Stéphanie Latte Abdallah, historienne : « Le plan “de paix” de Trump a imposé une vision du futur de Gaza fondée sur la logique coloniale »

La trêve dans la bande de Gaza et la perspective d’une entrée suffisante d’aide humanitaire ont été un immense soulagement. Pourtant, en l’état, le plan dit « de paix » du président américain, Donald Trump, n’est pas même un cessez-le-feu et n’est en rien d’un nouveau genre, puisque, comme au Liban, il n’empêche pas la continuation des attaques de l’armée israélienne : 241 Palestiniens de Gaza ont été tués depuis son entrée en vigueur [le 10 octobre].

Si on accepte néanmoins de s’y pencher, la première chose qui saute aux yeux est que ce plan s’inscrit dans la continuité des projets précédents : celui d’une « riviera » – qui prévoyait de déplacer les 2,2 millions de Gazaouis hors de l’enclave ; celui baptisé « Gaza 2035 » par le premier ministre israélien, Benyamin Nétanyahou ; ou plus récemment celui du Great Trust (Great pour Gaza Reconstitution, Economic Acceleration and Transformation) développé par l’Institut Tony Blair et le Boston Consulting Group.

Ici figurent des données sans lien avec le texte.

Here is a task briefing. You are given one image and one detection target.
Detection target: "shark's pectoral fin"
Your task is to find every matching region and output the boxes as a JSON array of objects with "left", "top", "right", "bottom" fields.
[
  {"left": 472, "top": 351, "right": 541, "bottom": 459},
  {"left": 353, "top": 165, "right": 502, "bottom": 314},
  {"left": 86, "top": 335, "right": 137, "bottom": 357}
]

Sans oublier les spéculations immobilières de Jared Kushner, gendre et conseiller de Donald Trump.

En ce sens, ce nouveau plan est totalement américano-israélien. Les acteurs sont les mêmes – l’Institut Tony Blair est notamment financé par le milliardaire américain Larry Ellison, un des plus gros donateurs de l’organisation Les Amis de l’armée israélienne – et les visions futuristes et dystopiques qui le portent, ancrées dans un technolibéralisme conquérant, sont absolument concordantes.

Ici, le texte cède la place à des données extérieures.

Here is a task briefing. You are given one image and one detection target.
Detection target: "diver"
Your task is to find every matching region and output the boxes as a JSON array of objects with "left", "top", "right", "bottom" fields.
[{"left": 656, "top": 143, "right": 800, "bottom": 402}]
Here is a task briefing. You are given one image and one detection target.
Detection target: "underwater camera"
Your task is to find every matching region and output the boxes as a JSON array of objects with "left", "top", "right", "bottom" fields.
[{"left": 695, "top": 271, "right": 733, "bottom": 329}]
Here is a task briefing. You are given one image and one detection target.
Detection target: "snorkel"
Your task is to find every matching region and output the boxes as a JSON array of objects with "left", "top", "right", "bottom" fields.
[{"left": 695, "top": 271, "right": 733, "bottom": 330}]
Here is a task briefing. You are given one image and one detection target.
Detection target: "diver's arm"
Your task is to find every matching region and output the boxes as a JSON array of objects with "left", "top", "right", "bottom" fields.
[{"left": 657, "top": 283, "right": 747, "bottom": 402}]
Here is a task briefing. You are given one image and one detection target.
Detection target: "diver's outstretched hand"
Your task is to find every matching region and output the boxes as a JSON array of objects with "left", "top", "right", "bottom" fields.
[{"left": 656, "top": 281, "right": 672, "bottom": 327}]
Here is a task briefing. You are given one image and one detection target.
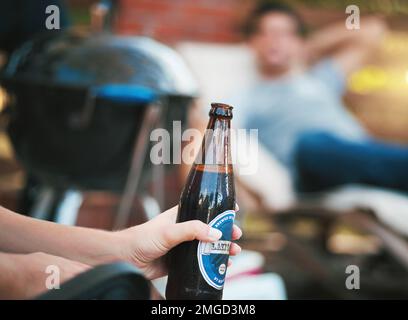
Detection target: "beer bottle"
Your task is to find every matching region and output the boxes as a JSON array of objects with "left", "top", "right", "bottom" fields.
[{"left": 166, "top": 103, "right": 235, "bottom": 300}]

Ce plan imagine une reconstruction totale de Gaza à partir d’un territoire réduit à néant, une tabula rasa. La planification urbaine et les infrastructures sont présentées comme innovantes, appuyées sur les technologies, notamment sécuritaires et environnementales, et sur l’intelligence artificielle. Leur réalisation doit bénéficier aux entreprises américaines et israéliennes, mais aussi aux pays pétroliers du Golfe, mobilisés pour le financer, comme aux pays arabes voisins – en premier lieu l’Egypte. Fondé sur une logique extractiviste, il vise l’exploitation, d’abord par ses promoteurs, des gisements de gaz et de pétrole au large de Gaza, estimés respectivement à environ 33 milliards de mètres cubes de gaz, selon la compagnie Shell, et à 1,7 milliard de barils de pétrole, d’après un rapport de la Conférence des Nations unies sur le commerce et le développement, publié en 2019.